May 9, 2023
Despite a slowdown in consumer spending in March, consumption remains at the heart of the U.S. economy, accounting for nearly 70 percent of GDP. While a mixed bag, most economists agree that consumers must continue to spend in the face of lingering inflation if we are to avoid a recession.
Unfortunately, it seems that many Americans, including some policymakers responsible for overseeing the economy, are growing more disconnected from the realities that fuel domestic prosperity. From their plastic phones, digital warriors post online about the need to ban plastics, while haughty electric vehicle proponents ignore the fuels required to charge their batteries. They fail to recognize that the food arriving at someone’s doorstep is the result of an integrated distribution network and hardworking farmers, and not the sole byproduct of a tech platform in Silicon Valley.
While COVID made more Americans aware of the supply chain that makes life possible, ignorance — or willful disdain of facts — persists. Perhaps nowhere has this been more evident than in the frenzy surrounding the freight rail industry, which moves about a third of domestic freight, following a terrible derailment in Ohio in February.
Politicians have used the crisis to their own political gain while sowing unjustified fear about the overall movement of goods on rail.
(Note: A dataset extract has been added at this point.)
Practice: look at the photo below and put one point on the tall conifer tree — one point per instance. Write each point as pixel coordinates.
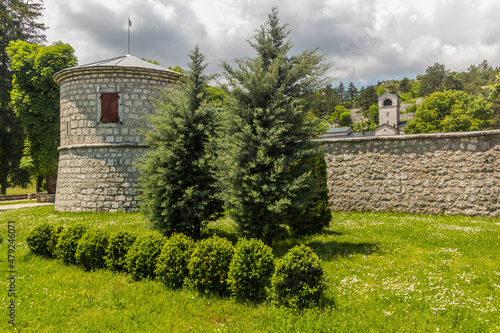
(178, 186)
(266, 182)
The data show big time accidents are down over time, with the number of derailments sharply declining since 2000, even if small one, even if small ones in handling facilities episodically occur.
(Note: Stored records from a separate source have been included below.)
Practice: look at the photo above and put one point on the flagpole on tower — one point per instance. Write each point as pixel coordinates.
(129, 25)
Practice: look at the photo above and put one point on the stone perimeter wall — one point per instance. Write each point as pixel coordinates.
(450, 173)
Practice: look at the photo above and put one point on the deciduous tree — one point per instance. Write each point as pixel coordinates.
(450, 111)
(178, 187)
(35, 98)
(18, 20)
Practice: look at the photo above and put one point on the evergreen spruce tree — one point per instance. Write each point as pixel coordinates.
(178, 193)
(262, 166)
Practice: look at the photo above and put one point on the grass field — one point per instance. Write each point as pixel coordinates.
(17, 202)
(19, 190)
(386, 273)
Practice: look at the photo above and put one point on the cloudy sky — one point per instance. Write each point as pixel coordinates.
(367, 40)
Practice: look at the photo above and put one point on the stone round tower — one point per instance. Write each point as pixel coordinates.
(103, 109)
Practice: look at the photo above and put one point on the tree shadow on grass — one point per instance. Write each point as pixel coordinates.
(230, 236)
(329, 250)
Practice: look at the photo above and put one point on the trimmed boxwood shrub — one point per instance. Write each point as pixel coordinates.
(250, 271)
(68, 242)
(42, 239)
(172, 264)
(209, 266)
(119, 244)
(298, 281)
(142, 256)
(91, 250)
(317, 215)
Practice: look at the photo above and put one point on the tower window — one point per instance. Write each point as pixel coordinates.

The result is a sweeping piece of legislation inaccurately called the Rail Safety Act that would do little to improve safety but would hurt businesses and consumers by slowing down the movement of goods. “It incorporates policy recommendations from Secretary of Transportation Pete Buttigieg that are not germane to the East Palestine accident, grants the secretary’s office broad new powers to regulate the rail sector, and includes sops to organized labor,” says the National Review editorial board.